Les Délices de Tokyo : un film savoureux et tendre sur ces oubliés du Japon

« Les Délices de Tokyo » nous parle de trois personnages qui se rencontrent, se jaugent et se donnent finalement le courage d’accepter une réalité qui n’a pourtant, au départ, pas beaucoup d’espoir à leur offrir… Un film japonais tendre et touchant qu’on ne saurait manquer.

Les Délices de Tokyo est un long-métrage réalisé par Naomi Kawase (Still the Water, True Mothers…) sorti en 2016 et adapté d’un roman de Durian Sukegawa.

Tout commence dans un Tokyo bien loin de ses célèbres beaux quartiers, dans une de ces résidences en forme de parallélépipède rectangle à étages qui sont toujours présentes dans les films japonais pour nous rappeler à quoi ressemblent les demeures des moins aisés. La scène se poursuit sur un autre lieu cinématographique culte de l’univers nippon : le toit du bâtiment. Sentarô, la quarantaine bien entamée, y cherche le calme pour fumer discrètement une cigarette et regarde le soleil qui se lève timidement sur la ville.

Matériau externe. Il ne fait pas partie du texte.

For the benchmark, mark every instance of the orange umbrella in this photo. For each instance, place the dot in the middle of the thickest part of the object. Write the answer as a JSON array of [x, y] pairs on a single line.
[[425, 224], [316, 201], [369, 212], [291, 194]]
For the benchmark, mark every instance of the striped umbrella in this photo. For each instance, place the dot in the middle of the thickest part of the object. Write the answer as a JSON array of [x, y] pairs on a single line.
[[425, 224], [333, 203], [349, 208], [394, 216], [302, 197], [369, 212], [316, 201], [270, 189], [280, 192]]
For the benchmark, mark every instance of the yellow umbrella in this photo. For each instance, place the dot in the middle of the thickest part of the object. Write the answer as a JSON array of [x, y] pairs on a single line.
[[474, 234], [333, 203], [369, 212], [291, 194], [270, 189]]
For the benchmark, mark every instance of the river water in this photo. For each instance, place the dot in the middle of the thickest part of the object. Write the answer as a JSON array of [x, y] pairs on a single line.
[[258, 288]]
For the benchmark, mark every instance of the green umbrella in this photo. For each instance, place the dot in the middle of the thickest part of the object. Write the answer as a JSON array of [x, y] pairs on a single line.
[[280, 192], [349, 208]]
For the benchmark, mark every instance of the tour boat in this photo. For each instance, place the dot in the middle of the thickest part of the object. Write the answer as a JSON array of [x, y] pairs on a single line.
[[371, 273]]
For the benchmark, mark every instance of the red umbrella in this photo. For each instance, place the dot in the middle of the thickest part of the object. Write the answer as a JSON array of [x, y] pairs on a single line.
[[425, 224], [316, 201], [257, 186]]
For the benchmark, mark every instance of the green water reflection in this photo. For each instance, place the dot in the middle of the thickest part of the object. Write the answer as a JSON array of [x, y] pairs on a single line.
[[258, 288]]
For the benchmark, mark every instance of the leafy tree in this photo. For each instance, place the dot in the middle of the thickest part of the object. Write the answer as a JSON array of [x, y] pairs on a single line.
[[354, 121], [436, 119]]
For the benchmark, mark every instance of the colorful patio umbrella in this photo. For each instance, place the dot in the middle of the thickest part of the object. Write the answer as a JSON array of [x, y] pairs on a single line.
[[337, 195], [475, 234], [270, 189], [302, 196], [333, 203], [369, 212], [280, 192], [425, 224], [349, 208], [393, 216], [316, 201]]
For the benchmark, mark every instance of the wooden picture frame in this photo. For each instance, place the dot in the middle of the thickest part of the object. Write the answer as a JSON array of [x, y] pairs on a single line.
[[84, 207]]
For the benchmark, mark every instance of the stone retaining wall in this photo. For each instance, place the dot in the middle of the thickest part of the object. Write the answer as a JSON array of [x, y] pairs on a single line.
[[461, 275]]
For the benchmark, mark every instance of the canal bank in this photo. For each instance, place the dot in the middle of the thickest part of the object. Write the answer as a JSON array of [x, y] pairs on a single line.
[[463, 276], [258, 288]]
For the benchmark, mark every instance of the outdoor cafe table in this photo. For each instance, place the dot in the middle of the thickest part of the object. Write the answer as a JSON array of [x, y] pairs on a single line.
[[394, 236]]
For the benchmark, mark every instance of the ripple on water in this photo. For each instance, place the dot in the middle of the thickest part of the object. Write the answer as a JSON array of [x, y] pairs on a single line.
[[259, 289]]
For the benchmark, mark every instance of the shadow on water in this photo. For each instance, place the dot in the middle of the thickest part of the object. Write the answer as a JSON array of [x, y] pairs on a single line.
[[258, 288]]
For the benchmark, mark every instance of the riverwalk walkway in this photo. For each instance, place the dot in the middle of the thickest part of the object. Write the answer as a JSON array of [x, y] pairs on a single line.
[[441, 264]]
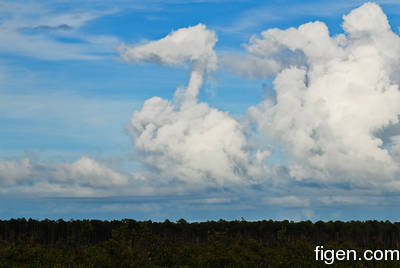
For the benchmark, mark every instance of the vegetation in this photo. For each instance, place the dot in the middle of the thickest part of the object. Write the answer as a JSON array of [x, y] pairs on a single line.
[[130, 243]]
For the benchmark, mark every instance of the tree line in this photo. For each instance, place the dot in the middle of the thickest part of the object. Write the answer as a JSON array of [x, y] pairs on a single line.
[[239, 243]]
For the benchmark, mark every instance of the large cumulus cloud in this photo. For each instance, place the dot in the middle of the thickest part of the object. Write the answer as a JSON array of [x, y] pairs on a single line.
[[329, 108], [185, 139]]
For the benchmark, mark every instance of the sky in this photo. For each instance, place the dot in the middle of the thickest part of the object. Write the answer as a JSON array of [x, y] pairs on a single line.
[[200, 109]]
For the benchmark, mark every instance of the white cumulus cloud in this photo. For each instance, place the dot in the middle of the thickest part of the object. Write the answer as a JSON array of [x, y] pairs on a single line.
[[184, 139], [329, 109]]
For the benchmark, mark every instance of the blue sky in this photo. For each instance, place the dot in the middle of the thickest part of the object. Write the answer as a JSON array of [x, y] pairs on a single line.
[[68, 97]]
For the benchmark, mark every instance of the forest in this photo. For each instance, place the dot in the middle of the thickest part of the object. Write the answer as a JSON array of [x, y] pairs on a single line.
[[239, 243]]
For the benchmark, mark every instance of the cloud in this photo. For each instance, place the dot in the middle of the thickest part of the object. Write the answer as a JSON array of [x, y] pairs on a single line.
[[194, 45], [329, 109], [184, 139], [45, 30], [13, 172], [79, 178]]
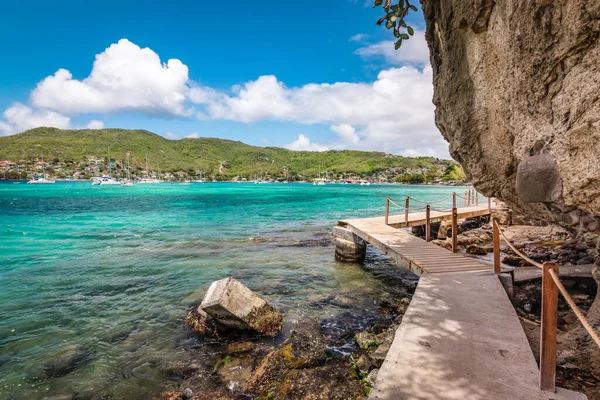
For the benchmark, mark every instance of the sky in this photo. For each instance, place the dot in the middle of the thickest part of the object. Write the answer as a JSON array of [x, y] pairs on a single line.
[[311, 75]]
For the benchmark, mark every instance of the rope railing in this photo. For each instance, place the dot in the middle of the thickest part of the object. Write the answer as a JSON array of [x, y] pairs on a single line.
[[471, 198], [551, 286]]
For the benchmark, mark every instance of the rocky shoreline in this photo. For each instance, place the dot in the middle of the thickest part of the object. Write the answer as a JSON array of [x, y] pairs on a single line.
[[334, 358], [578, 365]]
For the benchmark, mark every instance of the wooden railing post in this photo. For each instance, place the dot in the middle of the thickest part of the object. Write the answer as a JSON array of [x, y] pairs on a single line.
[[387, 209], [496, 239], [428, 223], [454, 229], [548, 329]]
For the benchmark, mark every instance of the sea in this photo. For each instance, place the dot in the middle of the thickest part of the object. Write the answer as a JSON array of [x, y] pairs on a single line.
[[95, 281]]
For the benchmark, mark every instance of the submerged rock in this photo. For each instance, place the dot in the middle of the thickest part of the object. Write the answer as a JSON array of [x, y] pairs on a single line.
[[230, 307], [296, 370], [65, 362]]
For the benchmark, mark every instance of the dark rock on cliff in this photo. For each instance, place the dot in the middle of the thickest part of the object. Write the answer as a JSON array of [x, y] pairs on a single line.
[[516, 95]]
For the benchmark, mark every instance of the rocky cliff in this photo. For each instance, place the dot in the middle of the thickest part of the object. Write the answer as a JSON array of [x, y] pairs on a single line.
[[517, 95]]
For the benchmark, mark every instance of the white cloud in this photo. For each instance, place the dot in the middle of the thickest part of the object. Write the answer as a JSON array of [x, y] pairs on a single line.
[[346, 132], [394, 113], [19, 117], [359, 37], [95, 124], [412, 52], [304, 143], [123, 77]]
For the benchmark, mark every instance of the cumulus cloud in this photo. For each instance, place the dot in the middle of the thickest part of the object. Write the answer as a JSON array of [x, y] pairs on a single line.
[[123, 77], [95, 124], [394, 113], [304, 143], [19, 117], [412, 52], [359, 37]]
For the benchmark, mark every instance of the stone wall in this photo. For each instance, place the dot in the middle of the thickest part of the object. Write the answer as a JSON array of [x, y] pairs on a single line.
[[516, 90]]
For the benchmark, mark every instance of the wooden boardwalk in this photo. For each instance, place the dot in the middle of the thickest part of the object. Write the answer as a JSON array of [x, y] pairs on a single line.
[[413, 252], [460, 338]]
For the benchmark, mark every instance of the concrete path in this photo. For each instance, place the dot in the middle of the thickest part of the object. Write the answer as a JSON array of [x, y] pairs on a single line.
[[460, 339]]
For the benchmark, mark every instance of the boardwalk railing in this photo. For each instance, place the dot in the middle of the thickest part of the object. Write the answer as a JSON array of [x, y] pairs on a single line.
[[551, 285], [471, 198]]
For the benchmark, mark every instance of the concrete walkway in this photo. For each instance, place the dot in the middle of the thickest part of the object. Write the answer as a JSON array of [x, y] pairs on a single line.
[[461, 339]]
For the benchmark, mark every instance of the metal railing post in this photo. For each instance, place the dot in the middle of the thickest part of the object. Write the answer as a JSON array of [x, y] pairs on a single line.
[[496, 239], [387, 209], [548, 329], [428, 223], [454, 230]]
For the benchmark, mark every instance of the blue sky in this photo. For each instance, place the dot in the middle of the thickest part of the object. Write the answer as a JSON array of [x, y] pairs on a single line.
[[306, 75]]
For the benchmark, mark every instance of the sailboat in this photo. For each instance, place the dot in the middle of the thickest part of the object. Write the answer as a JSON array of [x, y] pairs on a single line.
[[106, 179], [40, 179], [127, 182], [319, 181]]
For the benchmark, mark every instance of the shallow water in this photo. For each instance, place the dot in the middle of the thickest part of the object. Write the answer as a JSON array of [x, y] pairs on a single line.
[[104, 276]]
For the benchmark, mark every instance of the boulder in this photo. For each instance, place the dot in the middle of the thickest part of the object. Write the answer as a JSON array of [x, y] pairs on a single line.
[[348, 246], [230, 307]]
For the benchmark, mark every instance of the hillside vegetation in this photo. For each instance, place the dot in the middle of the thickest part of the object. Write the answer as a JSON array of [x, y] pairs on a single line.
[[201, 154]]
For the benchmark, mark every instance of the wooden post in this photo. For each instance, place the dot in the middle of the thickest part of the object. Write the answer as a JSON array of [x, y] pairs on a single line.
[[548, 329], [454, 229], [428, 223], [387, 209], [496, 238]]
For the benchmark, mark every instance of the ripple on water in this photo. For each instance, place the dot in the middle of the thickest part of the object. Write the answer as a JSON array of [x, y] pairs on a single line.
[[100, 280]]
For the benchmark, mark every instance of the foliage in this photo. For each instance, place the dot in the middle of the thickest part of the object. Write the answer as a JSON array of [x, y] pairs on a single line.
[[200, 156], [394, 18]]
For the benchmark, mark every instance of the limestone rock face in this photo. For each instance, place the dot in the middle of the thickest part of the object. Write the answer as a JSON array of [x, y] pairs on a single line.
[[517, 96]]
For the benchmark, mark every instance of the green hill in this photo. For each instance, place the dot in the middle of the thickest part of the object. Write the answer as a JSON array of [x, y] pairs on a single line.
[[202, 154]]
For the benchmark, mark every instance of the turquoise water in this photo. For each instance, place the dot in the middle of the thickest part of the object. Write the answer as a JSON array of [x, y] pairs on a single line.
[[108, 273]]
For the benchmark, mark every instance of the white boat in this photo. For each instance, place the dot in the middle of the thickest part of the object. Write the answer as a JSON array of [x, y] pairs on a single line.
[[107, 180], [40, 180]]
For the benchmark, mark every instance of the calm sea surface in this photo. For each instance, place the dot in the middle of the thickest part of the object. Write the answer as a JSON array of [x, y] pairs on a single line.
[[103, 276]]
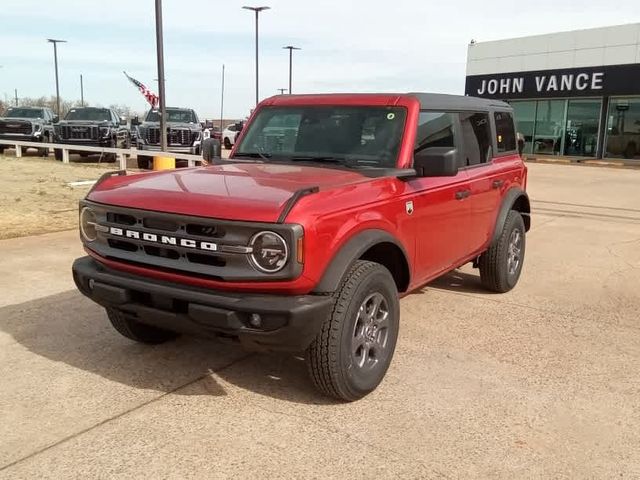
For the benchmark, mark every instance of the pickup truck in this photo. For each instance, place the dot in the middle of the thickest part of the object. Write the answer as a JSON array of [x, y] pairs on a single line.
[[306, 240], [28, 124], [184, 134]]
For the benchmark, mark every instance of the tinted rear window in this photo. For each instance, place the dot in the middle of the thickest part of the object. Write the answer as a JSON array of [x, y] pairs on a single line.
[[505, 132]]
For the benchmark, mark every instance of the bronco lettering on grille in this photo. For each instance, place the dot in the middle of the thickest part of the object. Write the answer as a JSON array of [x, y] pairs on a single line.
[[163, 239]]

Il ouvre sa modeste boutique, Dora Haru, et prépare sa mixture pour faire des dorayaki, ces spécialités japonaises composées de deux tranches de pancakes autour d’une pâte de haricots rouges, « l’anko ».

Dans le même temps, on découvre Tokue, une septuagénaire souriante qui se déplace dans les rues de la capitale en bousculant les gens sans vergogne ni respect. Un comportement qui peut sembler bien rare au Japon et encore plus venant d’une personne de son âge. Pourtant, consciente de la poésie du moment, elle se promène sous les cerisiers en fleurs, bouleversée par la brise qui lui frôle le visage.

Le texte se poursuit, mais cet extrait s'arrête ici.